Sweep-level comparisons (Figures 5 & 6) show that the best TRB configurations consistently outperform the best SKD configurations and vanilla OPD across both model-pair settings.

Theoretical and Practical Implications

Theoretical Insight: TRB provides an efficient local trade-off. For a small KL budget $\epsilon$ , moving slightly from the student yields a first-order reduction in teacher KL (high value) at a second-order behavior-KL cost. The analysis shows $D_{KL}(p \parallel q) - D_{KL}(\mu_{\beta^*} \parallel q) = \sqrt{2\epsilon\sigma_p^2} + O(\epsilon)$ .
Practical Implication: Teacher-guided off-policy behavior is most beneficial early in training when student and teacher are misaligned. Persistent guidance (fixed- $\epsilon$ ) or very direct intervention (SFT) may not yield the best final outcome. Annealing back to pure student rollouts is crucial.
Mechanism: TRB improves OPD by shifting the early prefix distribution toward regions where both teacher and student continuations are more successful, providing a better foundation for learning.

Conclusion

Trust-Region Behavior Blending (TRB) is an effective warmup method for stabilizing early on-policy distillation. By optimizing a teacher-guided behavior policy within a student-centered KL trust region and annealing it away, TRB improves the quality of initial rollouts without permanently altering the training distribution. Empirical results on math-reasoning tasks show TRB achieves state-of-the-art average performance compared to several alternative stabilization techniques.

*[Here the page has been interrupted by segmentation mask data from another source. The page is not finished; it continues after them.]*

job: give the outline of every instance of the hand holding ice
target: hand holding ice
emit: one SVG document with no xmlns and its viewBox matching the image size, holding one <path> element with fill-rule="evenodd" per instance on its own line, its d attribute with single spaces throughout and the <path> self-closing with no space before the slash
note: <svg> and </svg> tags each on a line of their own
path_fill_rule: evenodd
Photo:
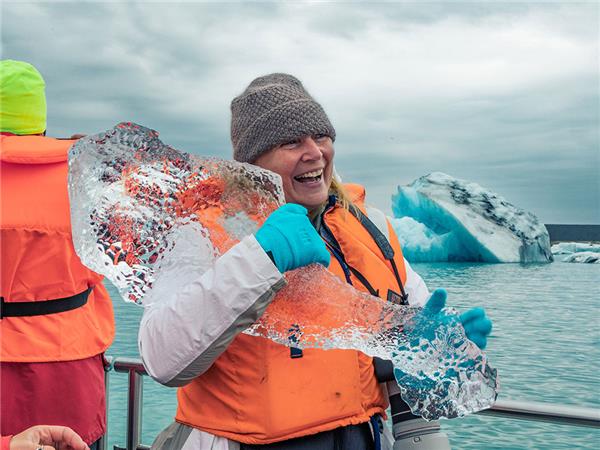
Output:
<svg viewBox="0 0 600 450">
<path fill-rule="evenodd" d="M 446 291 L 435 290 L 425 308 L 404 329 L 404 340 L 399 341 L 393 354 L 394 376 L 402 398 L 413 413 L 418 411 L 424 419 L 439 417 L 439 409 L 455 410 L 457 416 L 462 416 L 489 408 L 487 398 L 495 397 L 498 390 L 496 370 L 486 363 L 478 346 L 466 338 L 458 326 L 461 318 L 445 308 L 445 303 Z M 437 359 L 439 366 L 429 364 L 428 359 Z M 439 379 L 441 373 L 443 380 Z"/>
<path fill-rule="evenodd" d="M 256 232 L 256 240 L 281 273 L 310 263 L 329 266 L 329 252 L 307 214 L 304 206 L 285 204 Z"/>
<path fill-rule="evenodd" d="M 472 308 L 462 313 L 460 323 L 469 340 L 484 350 L 487 347 L 487 337 L 492 332 L 492 321 L 487 318 L 483 308 Z"/>
<path fill-rule="evenodd" d="M 211 270 L 218 256 L 284 203 L 277 175 L 178 152 L 135 124 L 119 124 L 73 146 L 69 195 L 82 261 L 137 303 L 168 298 L 174 286 Z M 428 419 L 493 404 L 496 372 L 452 311 L 432 316 L 385 302 L 320 264 L 286 278 L 288 285 L 246 333 L 391 359 L 405 400 Z"/>
</svg>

Limitations and Future Work:

The study is scoped to math-reasoning with Qwen3-Base models. Transfer to other domains and model pairs requires verification.
TRB increases training-time cost during warmup due to online teacher decoding and co-residency with the student (extra memory for teacher weights and KV cache).
The method's hyperparameters ( $\epsilon_0$ , $K$ ) may need tuning for different settings.